Fact is, budgetary decisions are made to prop up the non-sports components of World Outgames. In Copenhagen, the volleyball competition brackets were collapsed into what Outsports.com referred to as a "clusterfuck." In the 2013 event in Antwerp, wrestling and martial arts were collapsed into mutual workshops and tournament competition eliminated.

In 2010 I talked with GLISA co-president Julia Applegate about the sports experience provided by the World Outgames. Applegate is a swimmer who spoke warmly of the life-changing experience she had when she competed in the 1998 Gay Games and Amsterdam. I mentioned that in 2009, the World Outgames collapsed the eight wrestlers competing in the tournament into a single round-robin weight class, ranging from a wrestler who weighed about 128 pounds to heavyweights well over 200 pounds. Those are unsafe conditions, which would never be allowed in any other sanctioned event. I mentioned the lack of runners in the road races and swimmers in the pool lanes. She told me she didn't think the unsafe conditions or the reduced competition lowered the sports experience at all. She also said she didn't think less diversity of sports options reduced the sports experience.

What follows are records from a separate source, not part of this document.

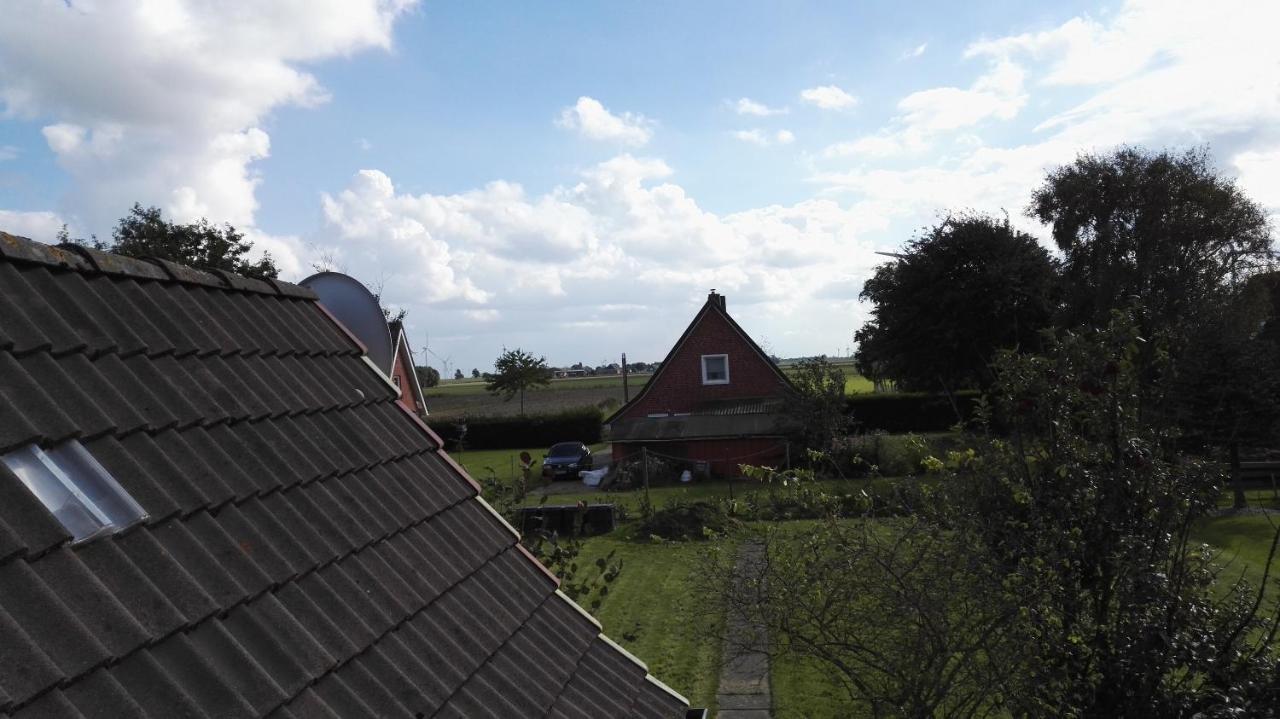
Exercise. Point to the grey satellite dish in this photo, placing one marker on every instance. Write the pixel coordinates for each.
(357, 310)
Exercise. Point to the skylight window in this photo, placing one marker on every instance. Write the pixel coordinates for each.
(76, 489)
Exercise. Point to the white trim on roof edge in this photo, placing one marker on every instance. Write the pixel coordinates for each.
(657, 682)
(501, 518)
(625, 653)
(580, 610)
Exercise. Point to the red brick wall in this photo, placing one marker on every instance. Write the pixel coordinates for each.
(401, 375)
(680, 383)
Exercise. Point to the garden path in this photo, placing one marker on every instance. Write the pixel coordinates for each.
(744, 686)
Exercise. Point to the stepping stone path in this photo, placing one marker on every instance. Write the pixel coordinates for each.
(744, 688)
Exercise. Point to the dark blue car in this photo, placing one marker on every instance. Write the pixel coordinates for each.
(566, 459)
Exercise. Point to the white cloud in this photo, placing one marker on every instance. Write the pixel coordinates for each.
(828, 97)
(35, 225)
(915, 51)
(592, 119)
(763, 138)
(169, 111)
(748, 106)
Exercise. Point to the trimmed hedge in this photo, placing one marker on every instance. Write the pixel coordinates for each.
(908, 412)
(531, 430)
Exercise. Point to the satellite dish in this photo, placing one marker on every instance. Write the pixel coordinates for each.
(357, 310)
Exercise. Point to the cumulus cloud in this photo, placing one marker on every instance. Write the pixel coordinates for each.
(748, 106)
(915, 51)
(169, 108)
(593, 120)
(828, 97)
(1138, 94)
(764, 138)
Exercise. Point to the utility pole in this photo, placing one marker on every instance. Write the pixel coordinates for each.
(626, 394)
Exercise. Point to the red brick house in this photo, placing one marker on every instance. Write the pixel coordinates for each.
(714, 401)
(402, 371)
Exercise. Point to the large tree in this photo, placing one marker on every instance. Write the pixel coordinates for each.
(201, 244)
(1162, 229)
(1225, 387)
(965, 288)
(515, 371)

The message I get from the World Outgames is that we are just dumb jocks who should shut up while they hold their conferences. Which is not what I got through the Gay Games and its member organizations. Through them I was able to get on a wrestling mat when I was no longer able to run and my kidneys were failing, and I was able to excel as an openly gay athlete, much as I had done in my closeted youth. I was able to make the connections to enable me to coach dozens of young persons of color and dozens of gay, lesbian and transgender athletes – and earn the respect of countless straight athletes.

At the 2002 Winter Olympics, Kofi Annan, then the secretary-general of the United Nations, said that sports "can play a role in improving the lives of individuals. Not only individuals, but whole communities. The time is right to build on that understanding."

The Gay Games are built on that understanding, and for all their shortcomings, they're the best vehicle of change in sports that we have. They should not let the World Outgames make them lose their focus. It's all about the sports, dammit.